Historia
Chile’s Selk’nam people were also known as the Ona, a Yamana word meaning “northward” or “northern.” They are completely extinct today. The Selk’nam’s first contact with Europeans was with the expedition of Pedro Sarmiento de Gamboa in 1580, but no regular contact was established until 1880, when the European occupation of Tierra del Fuego began, initially in search of alluvial gold and later to take advantage of its extensive plains for sheep ranching. Contact was mainly violent at first, with clashes between the local Selk-nam and gold miners resulting in the capture and rape of native women. In 1883, however, the government issued the first sheep ranching concession for the island’s northern sector. By 1885 the natives were killing the sheep and the colonists began killing the natives. Anglican missionary Thomas Bridges urged the aboriginals to respect the colonists’ property, a request that was incomprehensible to a people who felt entitled hunt to all animals within their territory, whether guanaco or “white guanaco.” The fencing of the sheep ranches severely restricted the movement of the Selk-nam, forcing them into the mountains and forests of the island’s southern region, which led to territorial conflicts with other groups.

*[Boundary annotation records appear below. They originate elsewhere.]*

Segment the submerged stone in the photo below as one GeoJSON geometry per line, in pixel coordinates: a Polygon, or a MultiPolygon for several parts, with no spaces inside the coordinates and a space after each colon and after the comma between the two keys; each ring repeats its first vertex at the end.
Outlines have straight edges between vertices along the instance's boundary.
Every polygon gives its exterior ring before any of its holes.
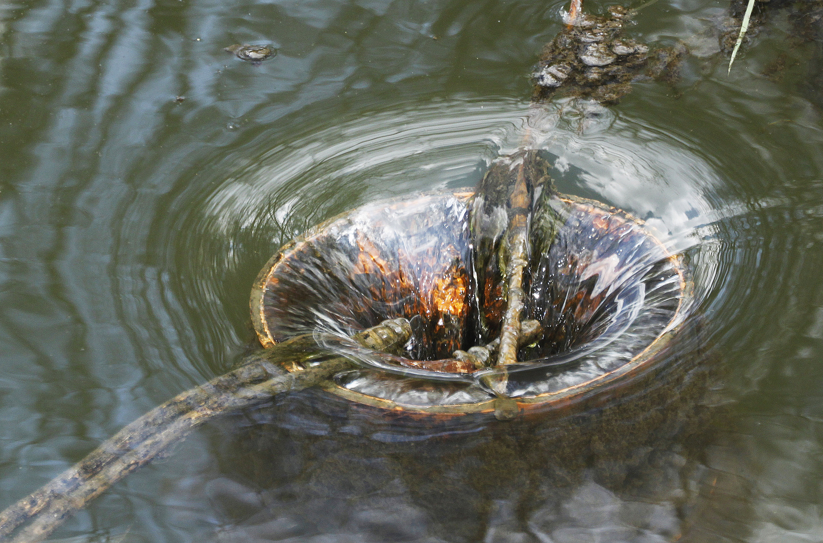
{"type": "Polygon", "coordinates": [[[253,63],[260,63],[277,54],[277,49],[272,45],[240,45],[235,44],[226,47],[224,50],[234,53],[240,60],[253,63]]]}

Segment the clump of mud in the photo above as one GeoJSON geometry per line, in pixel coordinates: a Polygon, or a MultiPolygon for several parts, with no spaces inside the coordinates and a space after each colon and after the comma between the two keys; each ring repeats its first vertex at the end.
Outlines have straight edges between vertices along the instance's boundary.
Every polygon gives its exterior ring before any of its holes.
{"type": "Polygon", "coordinates": [[[621,6],[610,7],[606,16],[579,15],[543,49],[532,75],[532,99],[561,95],[611,105],[631,91],[634,81],[675,82],[686,46],[650,50],[625,36],[630,15],[621,6]]]}
{"type": "MultiPolygon", "coordinates": [[[[726,53],[734,49],[748,3],[749,0],[732,0],[728,16],[720,30],[720,49],[726,53]]],[[[800,40],[823,39],[823,0],[756,0],[744,43],[757,35],[763,25],[782,12],[786,13],[794,27],[795,36],[800,40]]]]}

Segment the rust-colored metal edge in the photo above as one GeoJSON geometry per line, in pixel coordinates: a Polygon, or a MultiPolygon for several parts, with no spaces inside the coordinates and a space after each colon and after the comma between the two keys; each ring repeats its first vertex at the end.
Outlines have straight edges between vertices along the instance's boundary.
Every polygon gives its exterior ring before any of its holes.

Around the same time, the Salesian religious order founded missions on Dawson Island (1889) and on the site of the future city of Río Grande (1896). The policy of concentrating the native population around the missions created the ideal conditions for the spread of infectious diseases, which caused many deaths among the natives from tuberculosis, influenza, pneumonia, measles, scarlet fever and venereal disease. Indeed, the 1880-1905 period could be said to be the final chapter in Selk-nam history. Severely depleted, the surviving population took refuge in the southern part of the island, in the Salesian missions and along the Beagle Channel, near the mission established by Bridges.